Jakarta, IDN Times - Pengamat politik dari Universitas Al-Azhar Indonesia Ujang Komarudin menilai pihak oposisi diperlukan dalam suatu negara jika ingin membentuk pemerintahan yang kuat. Hal tersebut disampaikan Ujang, mengingat adanya rencana rekonsiliasi secara politik dari pihak oposisi, dalam hal ini Partai Gerindra yang diwakili oleh ketua umumnya Prabowo Subianto.

Sebelumnya, Kepala Staf Kepresidenan Moeldoko bahkan menyebut istilah koalisi plus-plus mengenai wacana bergabungnya pihak oposisi. Menurut ujang, jika hal ini terjadi, tidak ada faktor pengontrol pemerintah.

"Tidak adanya keinginan menjadi pihak oposisi karena tidak terlihat adanya keuntungan untuk menduduki posisi tersebut. Menjadi oposisi itu menderita. Oposisi tidak menduduki jabatan apapun di dalam politik. Pihak oposisi saat ini belum siap untuk menghadapi kondisi tersebut," ujar staf khusus Ketua DPR RI tersebut saat dihubungi IDN Times, (27/7).

1. Diperlukan faktor check and balances dalam pemerintahan

IDN Times/Irfan Fathurohman
IDN Times/Irfan Fathurohman

Ujang menilai dalam negara demokratis, harus ada yang faktor yang namanya check and balances atau kekuatan penyeimbang. Menurut Ujang, faktor tersebut yang sebenarnya paling penting. Ketika pemerintah berkuasa menjadi dominan dan mayoritas sedangkan pihak oposisinya lemah, hal tersebut dapat menimbulkan yang namanya penyalahgunaan kewenangan.

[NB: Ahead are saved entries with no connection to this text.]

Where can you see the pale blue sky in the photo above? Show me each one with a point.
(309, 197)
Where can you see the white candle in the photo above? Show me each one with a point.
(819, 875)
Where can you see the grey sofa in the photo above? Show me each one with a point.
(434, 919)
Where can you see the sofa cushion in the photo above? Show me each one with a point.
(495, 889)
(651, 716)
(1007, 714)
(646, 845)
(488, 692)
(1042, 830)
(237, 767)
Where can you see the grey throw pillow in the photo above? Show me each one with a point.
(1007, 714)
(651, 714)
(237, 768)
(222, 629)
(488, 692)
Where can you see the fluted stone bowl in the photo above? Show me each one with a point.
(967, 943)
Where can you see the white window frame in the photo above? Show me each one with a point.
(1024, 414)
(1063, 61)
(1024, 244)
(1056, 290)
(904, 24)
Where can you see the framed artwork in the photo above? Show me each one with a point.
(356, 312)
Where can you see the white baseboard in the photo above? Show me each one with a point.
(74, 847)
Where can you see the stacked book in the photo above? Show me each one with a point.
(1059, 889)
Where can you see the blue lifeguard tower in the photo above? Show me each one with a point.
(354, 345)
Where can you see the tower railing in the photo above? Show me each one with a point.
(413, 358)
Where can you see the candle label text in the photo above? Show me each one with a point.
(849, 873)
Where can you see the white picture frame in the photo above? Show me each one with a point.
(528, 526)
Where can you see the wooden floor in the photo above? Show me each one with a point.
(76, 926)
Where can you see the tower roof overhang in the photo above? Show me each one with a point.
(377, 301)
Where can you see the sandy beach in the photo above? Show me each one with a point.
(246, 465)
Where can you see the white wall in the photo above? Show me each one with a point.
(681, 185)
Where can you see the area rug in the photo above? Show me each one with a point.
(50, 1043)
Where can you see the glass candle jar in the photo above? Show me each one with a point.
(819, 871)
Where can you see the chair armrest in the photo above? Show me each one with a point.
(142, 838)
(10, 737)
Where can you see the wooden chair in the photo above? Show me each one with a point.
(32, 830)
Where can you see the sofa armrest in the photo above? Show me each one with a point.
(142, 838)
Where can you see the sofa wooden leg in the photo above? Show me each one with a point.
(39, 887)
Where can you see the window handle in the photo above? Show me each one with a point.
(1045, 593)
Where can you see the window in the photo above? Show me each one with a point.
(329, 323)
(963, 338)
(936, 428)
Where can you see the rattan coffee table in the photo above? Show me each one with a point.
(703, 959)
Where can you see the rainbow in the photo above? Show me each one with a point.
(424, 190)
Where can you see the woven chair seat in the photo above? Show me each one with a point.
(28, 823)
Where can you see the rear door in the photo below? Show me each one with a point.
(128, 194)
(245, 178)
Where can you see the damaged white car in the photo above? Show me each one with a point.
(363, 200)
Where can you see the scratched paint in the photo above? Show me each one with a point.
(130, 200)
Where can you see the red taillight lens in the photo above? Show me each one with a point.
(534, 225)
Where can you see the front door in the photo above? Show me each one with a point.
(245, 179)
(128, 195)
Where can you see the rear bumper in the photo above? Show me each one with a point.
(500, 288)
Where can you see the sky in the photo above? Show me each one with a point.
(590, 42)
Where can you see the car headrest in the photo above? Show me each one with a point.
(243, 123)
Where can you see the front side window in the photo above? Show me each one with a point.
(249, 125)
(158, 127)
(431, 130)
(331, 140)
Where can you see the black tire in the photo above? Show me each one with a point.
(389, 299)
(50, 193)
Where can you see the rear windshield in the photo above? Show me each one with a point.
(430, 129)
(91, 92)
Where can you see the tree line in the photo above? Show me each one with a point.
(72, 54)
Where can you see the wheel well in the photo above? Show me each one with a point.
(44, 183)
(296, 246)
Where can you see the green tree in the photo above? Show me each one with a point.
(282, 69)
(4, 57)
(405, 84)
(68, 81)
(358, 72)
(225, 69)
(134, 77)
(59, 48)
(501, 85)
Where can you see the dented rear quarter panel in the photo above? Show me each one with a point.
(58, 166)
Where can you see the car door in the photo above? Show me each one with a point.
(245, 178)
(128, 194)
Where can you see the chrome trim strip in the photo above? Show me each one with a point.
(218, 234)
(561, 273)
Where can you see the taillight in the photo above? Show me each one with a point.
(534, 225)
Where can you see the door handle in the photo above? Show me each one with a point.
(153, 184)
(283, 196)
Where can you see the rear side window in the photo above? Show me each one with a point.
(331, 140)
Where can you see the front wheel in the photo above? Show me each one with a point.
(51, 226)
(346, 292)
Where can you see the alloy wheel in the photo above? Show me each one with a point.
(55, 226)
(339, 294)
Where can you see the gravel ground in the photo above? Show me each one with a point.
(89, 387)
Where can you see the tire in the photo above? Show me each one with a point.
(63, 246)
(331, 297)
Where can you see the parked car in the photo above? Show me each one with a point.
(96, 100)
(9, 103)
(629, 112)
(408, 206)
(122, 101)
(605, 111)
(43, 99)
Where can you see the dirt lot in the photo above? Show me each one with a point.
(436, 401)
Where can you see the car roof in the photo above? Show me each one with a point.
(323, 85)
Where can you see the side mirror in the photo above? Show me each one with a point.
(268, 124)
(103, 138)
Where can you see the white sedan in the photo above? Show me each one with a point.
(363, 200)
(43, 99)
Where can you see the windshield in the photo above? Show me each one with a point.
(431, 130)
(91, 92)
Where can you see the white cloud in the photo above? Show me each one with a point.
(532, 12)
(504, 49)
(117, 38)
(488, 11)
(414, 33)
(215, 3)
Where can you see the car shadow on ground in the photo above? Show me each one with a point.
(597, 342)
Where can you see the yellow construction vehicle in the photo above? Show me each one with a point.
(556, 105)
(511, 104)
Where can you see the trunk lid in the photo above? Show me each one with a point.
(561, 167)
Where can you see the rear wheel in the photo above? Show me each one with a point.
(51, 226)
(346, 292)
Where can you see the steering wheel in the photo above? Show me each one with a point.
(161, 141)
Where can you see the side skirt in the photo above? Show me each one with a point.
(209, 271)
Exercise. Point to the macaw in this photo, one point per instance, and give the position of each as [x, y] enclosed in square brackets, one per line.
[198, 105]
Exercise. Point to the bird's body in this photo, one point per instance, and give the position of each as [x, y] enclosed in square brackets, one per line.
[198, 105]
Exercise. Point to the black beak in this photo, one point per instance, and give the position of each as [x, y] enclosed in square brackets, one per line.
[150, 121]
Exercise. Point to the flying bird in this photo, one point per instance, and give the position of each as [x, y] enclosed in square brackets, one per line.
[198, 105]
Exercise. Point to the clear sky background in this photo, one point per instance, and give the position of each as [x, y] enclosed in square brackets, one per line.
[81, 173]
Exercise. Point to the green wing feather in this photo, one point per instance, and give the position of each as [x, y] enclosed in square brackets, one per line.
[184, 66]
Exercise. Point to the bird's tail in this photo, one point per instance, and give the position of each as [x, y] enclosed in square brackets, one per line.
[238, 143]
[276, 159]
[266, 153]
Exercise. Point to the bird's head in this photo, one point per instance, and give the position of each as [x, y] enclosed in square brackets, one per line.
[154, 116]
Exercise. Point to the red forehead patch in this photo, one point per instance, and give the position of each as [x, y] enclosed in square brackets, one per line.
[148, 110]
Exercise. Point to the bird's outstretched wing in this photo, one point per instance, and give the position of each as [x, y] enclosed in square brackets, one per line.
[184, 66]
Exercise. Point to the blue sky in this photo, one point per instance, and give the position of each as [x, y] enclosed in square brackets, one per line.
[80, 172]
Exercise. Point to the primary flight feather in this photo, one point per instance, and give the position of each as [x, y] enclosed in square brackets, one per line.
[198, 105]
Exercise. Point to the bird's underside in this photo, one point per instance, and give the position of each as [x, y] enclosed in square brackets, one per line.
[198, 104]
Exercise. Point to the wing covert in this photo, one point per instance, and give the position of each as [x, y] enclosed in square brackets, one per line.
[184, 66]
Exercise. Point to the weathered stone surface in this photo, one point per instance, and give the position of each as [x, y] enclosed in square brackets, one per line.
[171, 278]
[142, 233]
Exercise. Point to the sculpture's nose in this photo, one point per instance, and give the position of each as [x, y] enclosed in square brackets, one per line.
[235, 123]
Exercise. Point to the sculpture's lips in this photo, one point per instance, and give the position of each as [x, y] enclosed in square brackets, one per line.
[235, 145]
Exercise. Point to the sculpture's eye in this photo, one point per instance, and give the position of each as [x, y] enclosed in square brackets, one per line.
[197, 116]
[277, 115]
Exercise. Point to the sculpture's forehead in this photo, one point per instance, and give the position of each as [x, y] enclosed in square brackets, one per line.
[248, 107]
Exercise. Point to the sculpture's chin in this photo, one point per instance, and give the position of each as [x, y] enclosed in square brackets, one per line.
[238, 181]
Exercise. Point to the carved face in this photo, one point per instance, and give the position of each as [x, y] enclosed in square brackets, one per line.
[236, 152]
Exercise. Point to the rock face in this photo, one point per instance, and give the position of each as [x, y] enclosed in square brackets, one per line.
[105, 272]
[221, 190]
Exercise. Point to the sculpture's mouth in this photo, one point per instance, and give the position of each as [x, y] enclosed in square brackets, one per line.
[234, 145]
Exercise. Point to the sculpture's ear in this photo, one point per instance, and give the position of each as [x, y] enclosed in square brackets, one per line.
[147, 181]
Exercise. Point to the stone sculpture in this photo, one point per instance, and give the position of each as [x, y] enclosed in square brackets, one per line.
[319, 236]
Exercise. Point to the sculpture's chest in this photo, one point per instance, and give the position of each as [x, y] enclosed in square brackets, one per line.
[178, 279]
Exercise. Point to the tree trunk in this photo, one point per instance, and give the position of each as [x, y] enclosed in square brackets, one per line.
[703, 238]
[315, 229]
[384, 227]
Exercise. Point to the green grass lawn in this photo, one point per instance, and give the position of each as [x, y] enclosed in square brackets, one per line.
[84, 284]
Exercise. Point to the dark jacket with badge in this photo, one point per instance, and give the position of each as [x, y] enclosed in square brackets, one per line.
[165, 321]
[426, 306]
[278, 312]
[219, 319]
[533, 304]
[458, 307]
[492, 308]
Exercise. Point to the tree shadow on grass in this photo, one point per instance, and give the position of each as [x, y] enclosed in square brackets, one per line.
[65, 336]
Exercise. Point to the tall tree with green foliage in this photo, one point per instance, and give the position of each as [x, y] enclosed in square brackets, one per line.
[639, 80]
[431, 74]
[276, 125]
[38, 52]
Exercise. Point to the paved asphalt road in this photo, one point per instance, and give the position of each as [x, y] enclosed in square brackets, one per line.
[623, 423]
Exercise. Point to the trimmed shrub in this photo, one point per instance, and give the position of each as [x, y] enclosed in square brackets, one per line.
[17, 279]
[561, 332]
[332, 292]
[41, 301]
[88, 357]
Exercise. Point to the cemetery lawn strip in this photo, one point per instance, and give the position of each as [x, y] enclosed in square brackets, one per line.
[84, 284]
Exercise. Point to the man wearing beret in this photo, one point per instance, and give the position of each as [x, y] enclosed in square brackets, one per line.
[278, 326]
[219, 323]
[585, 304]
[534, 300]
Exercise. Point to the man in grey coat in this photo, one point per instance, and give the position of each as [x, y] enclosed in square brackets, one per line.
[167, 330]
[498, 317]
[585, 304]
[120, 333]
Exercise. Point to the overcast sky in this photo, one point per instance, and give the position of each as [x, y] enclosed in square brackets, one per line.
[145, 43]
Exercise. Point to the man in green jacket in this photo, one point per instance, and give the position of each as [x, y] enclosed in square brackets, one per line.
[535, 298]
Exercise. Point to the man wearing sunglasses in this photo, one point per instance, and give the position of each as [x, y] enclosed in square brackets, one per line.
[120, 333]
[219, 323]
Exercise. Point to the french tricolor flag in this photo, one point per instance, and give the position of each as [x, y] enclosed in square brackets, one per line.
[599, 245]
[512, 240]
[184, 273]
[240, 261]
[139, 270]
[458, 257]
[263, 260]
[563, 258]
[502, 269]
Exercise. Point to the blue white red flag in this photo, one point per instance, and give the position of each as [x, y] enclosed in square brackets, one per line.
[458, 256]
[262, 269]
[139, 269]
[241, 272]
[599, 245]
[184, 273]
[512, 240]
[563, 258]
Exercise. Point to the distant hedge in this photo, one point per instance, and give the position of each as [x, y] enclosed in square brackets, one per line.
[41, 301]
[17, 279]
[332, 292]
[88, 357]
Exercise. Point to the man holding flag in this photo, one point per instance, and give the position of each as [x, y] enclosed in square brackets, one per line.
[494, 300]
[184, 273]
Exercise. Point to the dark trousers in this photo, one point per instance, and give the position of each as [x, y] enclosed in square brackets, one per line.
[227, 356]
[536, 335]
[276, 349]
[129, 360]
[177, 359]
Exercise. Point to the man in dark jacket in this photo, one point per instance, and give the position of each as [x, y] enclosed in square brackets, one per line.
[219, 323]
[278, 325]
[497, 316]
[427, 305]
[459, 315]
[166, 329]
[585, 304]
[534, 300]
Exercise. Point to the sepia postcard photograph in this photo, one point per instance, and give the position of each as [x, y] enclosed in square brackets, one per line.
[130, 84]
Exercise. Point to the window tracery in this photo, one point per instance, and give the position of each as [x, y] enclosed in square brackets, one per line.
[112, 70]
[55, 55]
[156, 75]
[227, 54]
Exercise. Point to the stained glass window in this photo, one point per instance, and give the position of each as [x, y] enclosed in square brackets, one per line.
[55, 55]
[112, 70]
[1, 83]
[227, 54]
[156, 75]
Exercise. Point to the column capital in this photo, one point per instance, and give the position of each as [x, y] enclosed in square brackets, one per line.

“Kekuasaan itu cenderung akan disalahgunakan. Saya akan Jelaskan tesisnya bahwa power tends to corrupt, kekuasaan itu cenderung disalahgunakan atau absolute power corrupt absolutely dari kekuasaan yang mutlak cenderung penyalahgunaannya juga akan besar juga gitu loh akan mutlak pula,” ujar Ujang.

2. Kekosongan oposisi dalam pemerintahan pernah terjadi pada masa Orde Baru

Rekonsiliasi Jokowi-Prabowo pasca-Pilpres 2019. ANTARA FOTO/Wahyu Putro A
Rekonsiliasi Jokowi-Prabowo pasca-Pilpres 2019. ANTARA FOTO/Wahyu Putro A

Ujang mengatakan Indonesia pernah mengalami kondisi ketika tidak adanya pihak oposisi dalam pemerintahan terutama di legislatif. Dia menyebut pada masa Orde Baru hal itu terjadi, di mana semua partai yang duduk di parlemen mendukung pemerintah. Menurut Ujang, hal tersebut memunculkan kekuasaan yang dominan dalam pengelolaan negara.

“Kekuasaannya dominan, lalu yang terjadi pasti akan disalahgunakan kekuasaan itu. Oleh karena itu sebenarnya pentingnya oposisi di situ. Oposisi itu apa? untuk mengontrol pemerintah ketika pemerintah nya seandainya salah Jalan begitu,” kata Ujang.

3. Ujang menilai jika Gerindra masuk ke dalam koalisi pemerintah akan menimbulkan bahaya

IDN Times/Irfan Fathurohman
IDN Times/Irfan Fathurohman

Selain itu dia mengingatkan, jika Partai Gerindra masuk menjadi bagian pro-pemerintah, pihak oposisi pemerintah yang tersisa hanya Partai Keadilan Sejahtera (PKS). Hal itu dinilainya akan menimbulkan kondisi bahaya, tidak ada keseimbangan dalam menjalankan sistem pemerintahan.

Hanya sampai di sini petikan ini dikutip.